Analyzing Mass Spectra

  • Graph Interpretation:

    • Relative Intensity: Highest peak (base peak) represents 100% intensity, serving as reference for other peaks.

    • Molecular Ion Identification: Example with methane where molecular ion peak appears at m/z of 16 (C₁H₄).

    • Fragmentation Patterns:

    • Decrease of mass observed from 16 to 15, 14 indicates hydrogen atom loss.

  • Fragment Stability:

    • Base peak not always identifying the molecular ion, depends on stability of produced ions during fragmentation.

    • Common Fragment Losses:

    • Each fragment reflects loss based on structure: one hydrogen results in m/z decrease by 1, and similar patterns follow for larger groups.

Isotopic Patterns and Their Significance

  • Isotopic Variance in Mass Spec:

    • Natural isotopes, e.g., Carbon-12 and Carbon-13, result in peaks that help determine number of carbons in a sample.

    • n+1 Peak: Represents carbon-13, where its integration can provide carbon count based on relative intensity to molecular ion peak.

  • Application to Other Elements:

    • Chlorine Isotopes: Presence of chloride can be indicated by m/z patterns with m:2 peaks.

    • Proportions of two chloride isotopes lead to a distinctive peak pattern aiding structure identification.

  • Bromine Isotopes:

    • Similar to chlorine; Bromine isotopic patterns display equivalently sized m and m+2 peaks indicating high probability of bromine presence.

Fragmentation of Functional Groups

  • Alcohol Fragmentation:

    • Alpha Cleavage: Cleavage occurs along the carbon bond adjacent to hydroxyl.

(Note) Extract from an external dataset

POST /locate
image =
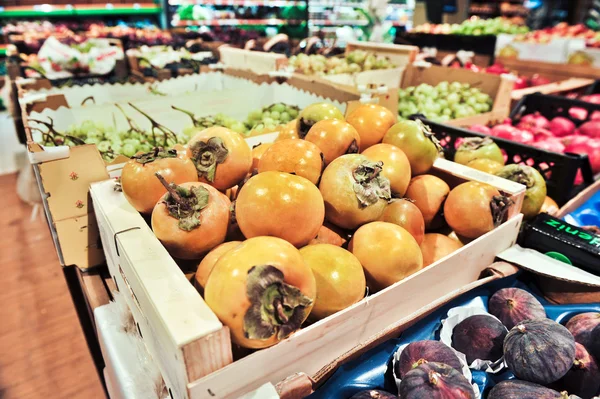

    • Dehydration Reaction: Loss of water (mΔ18) characterized by identification of peaks in mass spectra.

  • Amine Fragmentation:

    • Similar to alcohol, can experience alpha cleavage without fermentation to produce fragments.

  • Carbonyls Fragmentation:

    • Undergo rearrangements known as McLafferty rearrangements yielding unique fragments.

Advanced High-Resolution Mass Spectrometry

  • Types of Mass Spectrometry:

    • High-resolution mass spectrometry for precise mass measurements (up to four decimal places).

    • Allows differentiation of compounds that otherwise may show similar mass values using standard rounding methods.

Analysis Practice and Review

  • Practice Problems: Encouragement for students to solve exercises based on NMR and Mass Spec principles discussed.

  • Understanding Fragmentation:

    • Encourage familiarity with expected losses of carbon, hydrogen, or other groups based on common fragment patterns.

  • Final Notes:

    • Reminder to approach questions and areas of confusion with instructor for further clarity and understanding.